Os invisíveis nos vêem.
Os esquecidos se lembram de nós.
Quando nos vemos, os vemos.
Quando nos vamos, se vão?"
Eduardo Galeano: Espelhos

sexta-feira, 5 de setembro de 2014

Gregos, romanos e africanos

O conhecimento do mundo ocidental sobre o continente negro sempre foi precário. Desde a Antiguidade Ocidental, a imagem da África foi fantasiosa, sem respaldo de uma ideia sólida sobre o povo africano. Heródoto, historiador grego do século V a.C., acreditava que os homens nascidos ao sul do Saara tinham cabeça de cão e os olhos no peito. Com base nos seus estudos, o romano Plínio, o Velho, no século I d.C., escreveu que os habitantes da África Negra tinham perdido as características de seres humanos. Ptolomeu, geógrafo grego, do século II d.C., cujos escritos serviram, até o período do Renascimento, como fontes para os estudiosos ocidentais descreverem geograficamente o mundo, dizia que, abaixo da região da Floresta Tropical, era impossível existirem seres humanos. Essas terras tórridas e os homens e os homens que lá viviam eram deformados, monstruosidades resultantes do clima. Os gregos e os romanos tinham ideias confusas a respeito dos limites geográficos africanos e nada sabiam das diferenças internas do continente.

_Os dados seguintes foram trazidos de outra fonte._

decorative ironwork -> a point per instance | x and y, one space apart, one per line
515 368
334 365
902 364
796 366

Mapa do mundo de Ptolomeu, 150 d.C. Redesenhado no século XV.

O mundo cristão medieval perpetuou essa ignorância. A Idade Média Ocidental contribuiu muito para uma percepção especulativa sobre a desigualdade dos negros, favorecendo, assim, a consolidação dos estereótipos populares que continuaram a contaminar a compreensão dos europeus sobre aquelas sociedades. Somente na Europa renascentista a visão do mundo ptolomaico foi ultrapassada, quando as grandes viagens pelo Atlântico provaram que a África Negra não era povoada por monstros. Apesar de não duvidar que o continente negro fosse um mundo real, persistiram, no imaginário da Europa cristã, os mitos herdados dos tempos clássicos. Com base nesse imaginário, criaram-se paralelos entre a cor negra, o diabo e o pecado.

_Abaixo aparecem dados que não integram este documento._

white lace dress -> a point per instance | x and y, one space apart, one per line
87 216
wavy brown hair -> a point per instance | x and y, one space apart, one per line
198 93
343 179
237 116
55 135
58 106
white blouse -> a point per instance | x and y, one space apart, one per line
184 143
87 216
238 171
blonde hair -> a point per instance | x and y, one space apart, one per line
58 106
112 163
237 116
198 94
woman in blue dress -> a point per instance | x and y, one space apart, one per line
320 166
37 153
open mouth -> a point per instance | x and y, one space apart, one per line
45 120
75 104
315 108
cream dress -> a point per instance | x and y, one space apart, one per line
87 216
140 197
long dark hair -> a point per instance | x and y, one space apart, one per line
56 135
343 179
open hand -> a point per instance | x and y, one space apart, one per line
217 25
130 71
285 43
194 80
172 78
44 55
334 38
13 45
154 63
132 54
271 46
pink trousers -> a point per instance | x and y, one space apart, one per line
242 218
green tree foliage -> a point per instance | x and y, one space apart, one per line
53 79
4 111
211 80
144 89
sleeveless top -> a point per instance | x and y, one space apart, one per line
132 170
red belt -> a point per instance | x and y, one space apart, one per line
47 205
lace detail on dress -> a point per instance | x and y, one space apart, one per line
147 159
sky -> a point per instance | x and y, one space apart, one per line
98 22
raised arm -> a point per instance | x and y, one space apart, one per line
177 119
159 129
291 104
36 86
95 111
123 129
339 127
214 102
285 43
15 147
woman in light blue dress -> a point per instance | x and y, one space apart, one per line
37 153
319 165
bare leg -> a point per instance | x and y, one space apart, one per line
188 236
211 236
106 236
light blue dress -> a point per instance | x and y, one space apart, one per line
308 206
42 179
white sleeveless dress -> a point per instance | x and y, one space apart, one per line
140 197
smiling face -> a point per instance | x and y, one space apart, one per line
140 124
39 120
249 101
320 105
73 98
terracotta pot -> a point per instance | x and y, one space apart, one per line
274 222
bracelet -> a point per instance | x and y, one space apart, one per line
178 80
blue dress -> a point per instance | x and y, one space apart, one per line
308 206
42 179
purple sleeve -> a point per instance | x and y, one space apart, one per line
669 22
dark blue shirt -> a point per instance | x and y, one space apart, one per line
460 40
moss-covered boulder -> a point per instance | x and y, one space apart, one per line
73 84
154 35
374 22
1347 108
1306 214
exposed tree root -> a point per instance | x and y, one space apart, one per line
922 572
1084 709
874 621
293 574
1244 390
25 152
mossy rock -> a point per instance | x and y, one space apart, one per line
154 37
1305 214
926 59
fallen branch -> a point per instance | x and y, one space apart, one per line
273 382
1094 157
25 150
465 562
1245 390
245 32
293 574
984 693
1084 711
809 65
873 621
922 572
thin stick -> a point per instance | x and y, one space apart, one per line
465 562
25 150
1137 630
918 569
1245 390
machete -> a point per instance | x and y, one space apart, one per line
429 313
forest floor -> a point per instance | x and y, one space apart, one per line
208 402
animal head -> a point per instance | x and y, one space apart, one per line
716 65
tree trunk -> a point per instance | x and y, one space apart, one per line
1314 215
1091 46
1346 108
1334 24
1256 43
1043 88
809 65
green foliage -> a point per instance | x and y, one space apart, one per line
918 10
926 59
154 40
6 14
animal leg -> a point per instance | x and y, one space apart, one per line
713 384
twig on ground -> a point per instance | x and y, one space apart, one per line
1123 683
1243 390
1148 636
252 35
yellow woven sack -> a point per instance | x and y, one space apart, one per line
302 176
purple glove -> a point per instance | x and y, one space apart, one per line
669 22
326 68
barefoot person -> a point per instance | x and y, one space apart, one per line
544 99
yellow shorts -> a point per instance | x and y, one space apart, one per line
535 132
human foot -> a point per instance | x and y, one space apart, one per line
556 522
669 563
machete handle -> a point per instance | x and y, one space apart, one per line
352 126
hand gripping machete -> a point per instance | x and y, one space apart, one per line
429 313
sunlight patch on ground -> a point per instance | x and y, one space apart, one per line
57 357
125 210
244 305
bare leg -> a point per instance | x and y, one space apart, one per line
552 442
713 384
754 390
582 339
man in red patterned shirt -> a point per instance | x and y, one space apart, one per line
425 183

Hoje, o conhecimento do continente africano situa-se em graus mais elevados do que há 50 anos na História Universal. Apesar disso, permanecem grandes lacunas sobre o conhecimento de áreas específicas do continente.


PANTOJA, Selma. Uma antiga civilização africana: história da África Central Ocidental. Brasília: Editora Universidade de Brasília, 2011. p. 17-18.

NOTA: O texto "Gregos, romanos e africanos" não representa, necessariamente, o pensamento deste blog. Foi publicado com o objetivo de refletirmos sobre a construção do conhecimento histórico.